THE MOODY BLUES : HALL OF FAME - LIVE FROM THE ROYAL ALBERT HALL
Label : Image Entertainment
Release Year : 2000
Recording Date : May 1, 2000
Venue : The Royal Albert Hall, London, UK
Running Time : 81 minutes
NTSC : 4:3
Review (AllMusic) : The Moody Blues, who avoided releasing a live album of any kind for the first decade of their existence, when they were a thoroughly contemporary act selling millions of records, have now regaled listeners with not one, but two official concert releases, accompanied by video/DVD issues of both performances. Hall of Fame: Live From Royal Albert Hall, like its predecessor, Live at Red Rocks, features the band accompanied by a full orchestra and augmented by a second drummer (Gordon Marshall) and two keyboard players with a pair of backup singers. Produced and directed by Miles Copeland, Lionel Schaen, and Andy Harcott, the video is actually quite fine and unexpectedly lively, coming from this band, which is nothing if not a known (and familiar) quantity 25-plus years into their history; the visuals are not only lively and graceful, but downright acrobatic in their shifts of angle and their editing, and the result is the better of the two concert videos by this band. Indeed, it's a testament to their power and the exquisite surroundings they're given here that even the material off of their then-latest album, Strange Times, comes off as exciting and bracing musically. That album provides a trio of new songs at this show, though the bulk of the proceedings are made up of the group's best-known '60s, '70s, and '80s songs. They add some unexpected fervor to "Legend of a Mind" and, even in the cavernous surroundings of Royal Albert Hall, manage to bring out the instrumental textures on "Ride My See-Saw" - indeed, this show is so well-recorded that the renditions here of "Your Wildest Dreams" and "I Know You're out There Somewhere" are superior to the original studio versions in presence and immediacy.

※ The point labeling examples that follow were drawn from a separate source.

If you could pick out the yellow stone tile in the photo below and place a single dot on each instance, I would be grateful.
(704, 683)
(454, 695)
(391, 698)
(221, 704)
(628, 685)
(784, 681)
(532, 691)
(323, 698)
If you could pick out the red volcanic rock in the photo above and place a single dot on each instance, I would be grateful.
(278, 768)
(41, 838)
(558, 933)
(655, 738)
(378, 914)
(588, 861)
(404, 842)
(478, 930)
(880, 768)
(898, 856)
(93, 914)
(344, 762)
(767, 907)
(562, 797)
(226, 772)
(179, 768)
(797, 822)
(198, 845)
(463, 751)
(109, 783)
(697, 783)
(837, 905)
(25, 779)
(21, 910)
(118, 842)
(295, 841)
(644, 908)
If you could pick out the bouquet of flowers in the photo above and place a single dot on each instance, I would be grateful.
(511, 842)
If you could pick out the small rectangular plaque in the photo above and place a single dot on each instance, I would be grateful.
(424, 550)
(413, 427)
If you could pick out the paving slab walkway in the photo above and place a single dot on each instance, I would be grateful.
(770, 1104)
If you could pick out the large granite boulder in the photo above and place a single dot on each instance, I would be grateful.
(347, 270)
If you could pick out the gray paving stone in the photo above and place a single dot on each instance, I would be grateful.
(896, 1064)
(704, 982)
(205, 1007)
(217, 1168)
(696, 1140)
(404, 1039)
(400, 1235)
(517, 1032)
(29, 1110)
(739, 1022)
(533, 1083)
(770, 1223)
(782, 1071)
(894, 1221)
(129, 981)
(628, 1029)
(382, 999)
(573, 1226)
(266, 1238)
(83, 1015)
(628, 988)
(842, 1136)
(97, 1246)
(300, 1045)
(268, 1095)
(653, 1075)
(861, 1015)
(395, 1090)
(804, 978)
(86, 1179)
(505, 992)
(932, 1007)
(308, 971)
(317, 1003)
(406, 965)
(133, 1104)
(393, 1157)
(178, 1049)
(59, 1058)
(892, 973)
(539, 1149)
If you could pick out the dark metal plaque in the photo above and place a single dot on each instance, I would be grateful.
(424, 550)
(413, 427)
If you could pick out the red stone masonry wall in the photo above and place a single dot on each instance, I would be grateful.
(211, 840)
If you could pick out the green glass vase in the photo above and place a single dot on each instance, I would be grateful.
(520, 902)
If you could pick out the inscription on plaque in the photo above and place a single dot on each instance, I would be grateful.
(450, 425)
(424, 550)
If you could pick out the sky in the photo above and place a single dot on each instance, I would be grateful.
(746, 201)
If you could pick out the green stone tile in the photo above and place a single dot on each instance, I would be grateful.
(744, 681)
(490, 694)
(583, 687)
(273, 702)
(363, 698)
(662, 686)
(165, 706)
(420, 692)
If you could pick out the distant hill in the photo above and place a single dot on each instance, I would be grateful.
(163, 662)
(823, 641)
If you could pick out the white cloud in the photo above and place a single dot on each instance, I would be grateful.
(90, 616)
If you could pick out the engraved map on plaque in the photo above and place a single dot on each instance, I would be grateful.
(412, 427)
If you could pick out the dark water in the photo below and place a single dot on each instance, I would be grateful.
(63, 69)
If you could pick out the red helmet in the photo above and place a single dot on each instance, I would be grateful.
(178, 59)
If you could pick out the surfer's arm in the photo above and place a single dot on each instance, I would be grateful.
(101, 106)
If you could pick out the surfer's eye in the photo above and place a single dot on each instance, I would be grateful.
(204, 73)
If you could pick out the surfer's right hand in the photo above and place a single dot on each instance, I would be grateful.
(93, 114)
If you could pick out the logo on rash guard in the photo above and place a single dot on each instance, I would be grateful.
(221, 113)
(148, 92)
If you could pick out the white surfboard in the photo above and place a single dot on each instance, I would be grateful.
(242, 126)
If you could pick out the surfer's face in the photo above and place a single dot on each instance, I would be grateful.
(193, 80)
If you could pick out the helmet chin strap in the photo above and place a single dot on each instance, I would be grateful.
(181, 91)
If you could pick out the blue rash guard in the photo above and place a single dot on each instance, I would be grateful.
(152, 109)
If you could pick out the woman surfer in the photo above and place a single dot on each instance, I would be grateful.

Review (Amazon) : With graying baby boomers becoming key underwriters of viewer-supported television, a staid Public Broadcasting System grudgingly acknowledged the existence of rock & roll in the 1990s. The Moody Blues, via their somewhat heavy-handed, 1993 concert video A Night at Red Rocks, were among the first Woodstock generation acts to end up in constant rotation during affiliate pledge drives. The band's PBS follow-up, Hall of Fame, is an improvement overall. Taped at London's Royal Albert Hall early in 2000, the Moodies' more freewheeling performance this time mixes satisfying selections from their catalogue of hits from 1968 to 1972 with a few Top 40 entries released in the late '80s ("I Know You're Out There Somewhere," "Your Wildest Dreams"). The sheer pleasure of watching the core quartet of Ray Thomas, Justin Hayward, John Lodge, and Graeme Edge ease their way into Mellotron masterpieces from Days of Future Passed, as well as the trippy curiosity of "Legend of a Mind" and the dizzying pop mutations of "Ride My See-Saw," is a study in grace. Backed by the once-fictional London Festival Orchestra (credited as a key musical collaborator on Days), the band eschews grandiosity for a pointed but delicate yearning, and whips up its typically stately tone of cosmic romanticism. The frenzied joy of a mixed-age audience brings smiles to the Moodies' faces and a sometimes-unexpected vigor to their vocals-catch Ray Thomas's booming "Welllll!" during every chorus of "I'm Just a Singer (In a Rock and Roll Band)"-which helps to make this program a treat to watch repeatedly.